Security needs to be embedded in every stage of the business cycle

Infosys is building an integrated platform that performs incident response, monitoring, proactive threat intelligence, apply analytics, and automation to monitor security breaches/ threats. The platform uses analytics and artificial intelligence to predict and alert the client on potential threats. In a recent interaction, Vishal Salvi, chief information security officer (CISO) and Head, Cyber Security Practice, Infosys, tells SudhirChowdhary that more than technology itself, nurturing a culture that recognisescybersecurity as top priority is critical to establishing digital trust and resiliency in these evolving times. Excerpts:

How is Infosys ensuring business resilience and IT security for its clients in the new normal?

Challenges from the enhanced threat surface due to Covid-19 brought about a greater experience in handling cybersecurity with over 200,000 employees shifting out of the organisational boundaries in a short span. We were able to move about 95% of our employees to a work-from-home model during the first three weeks of the pandemic. The massive shift to a remote working culture put enterprises at the mercy of cyber hygiene.

For any enterprise to be able to protect data in a distributed network of remote workspaces, information tracking and security policies need to be deployed with the business able to minimise security risks and achieve business resilience. We made significant adjustments to the rules for monitoring and use-case generation so we could adapt to the new ways of working. All our endeavours, including data aggregation and analytics for operations and infrastructure provision planning, take into consideration employee privacy mandates. We developed new models to monitor employees for reasonable assurance of their productivity without conflicting privacy mandates.

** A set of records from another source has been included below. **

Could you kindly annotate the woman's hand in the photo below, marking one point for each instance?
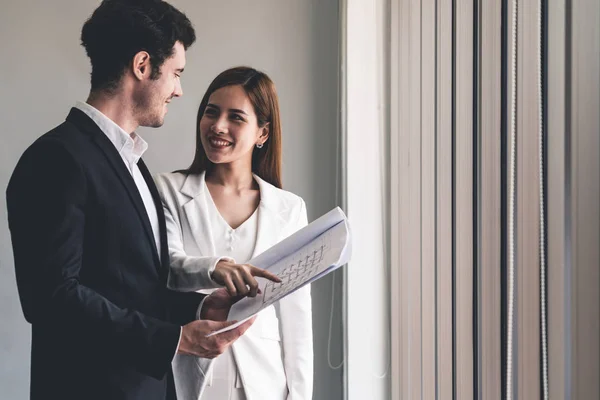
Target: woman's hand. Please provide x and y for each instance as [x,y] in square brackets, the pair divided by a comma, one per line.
[239,278]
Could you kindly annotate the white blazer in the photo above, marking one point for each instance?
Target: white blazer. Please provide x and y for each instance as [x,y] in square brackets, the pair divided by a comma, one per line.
[264,367]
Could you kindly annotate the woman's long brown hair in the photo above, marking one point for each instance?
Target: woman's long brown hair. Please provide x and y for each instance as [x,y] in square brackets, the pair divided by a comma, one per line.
[266,162]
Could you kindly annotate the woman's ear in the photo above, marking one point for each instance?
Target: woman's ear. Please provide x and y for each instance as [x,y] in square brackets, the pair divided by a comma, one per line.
[264,135]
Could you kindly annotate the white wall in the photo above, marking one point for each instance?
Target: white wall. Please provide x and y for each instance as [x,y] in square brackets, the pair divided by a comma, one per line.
[368,273]
[43,70]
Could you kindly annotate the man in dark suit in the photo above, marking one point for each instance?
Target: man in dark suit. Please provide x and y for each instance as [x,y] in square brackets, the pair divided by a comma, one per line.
[88,228]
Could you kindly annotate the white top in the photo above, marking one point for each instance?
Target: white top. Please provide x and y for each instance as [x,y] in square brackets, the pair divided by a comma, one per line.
[274,358]
[238,244]
[131,148]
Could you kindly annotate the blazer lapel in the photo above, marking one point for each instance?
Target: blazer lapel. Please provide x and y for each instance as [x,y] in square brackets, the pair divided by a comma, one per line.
[196,213]
[270,222]
[79,118]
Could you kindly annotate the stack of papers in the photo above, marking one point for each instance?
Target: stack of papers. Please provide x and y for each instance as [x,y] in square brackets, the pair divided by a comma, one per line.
[309,254]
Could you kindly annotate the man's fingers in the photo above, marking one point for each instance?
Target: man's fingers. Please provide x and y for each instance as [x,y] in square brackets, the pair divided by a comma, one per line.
[239,283]
[230,286]
[250,281]
[235,333]
[255,271]
[216,325]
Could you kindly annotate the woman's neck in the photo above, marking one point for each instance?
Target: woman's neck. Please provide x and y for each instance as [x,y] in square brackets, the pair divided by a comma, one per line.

Enterprises need to ensure a proper borderless security architecture is configured when devices connect from remote locations. Organisations which are not able to make this shift are the ones who are at a risk of falling prey to cyber attacks.

How can companies lean on security to foster digital trust with customers?

As digitisation becomes more advanced and cyber attacks get more lethal and sophisticated, organisations need to be always on their guard. One way of doing that is to keep an eye on security. The secret lies in empowering and enabling all stakeholders to practice security. The principles of secure by design and privacy by design can play an important role in ensuring that security is embedded at the beginning and in every stage of the business cycle. Security also needs to be designed into every enterprise architecture. Privacy-related regulatory mandates have made it essential to incorporate privacy by design in almost every project. This plays a key role for organisations to gain digital trust which is a huge competitive differentiator today.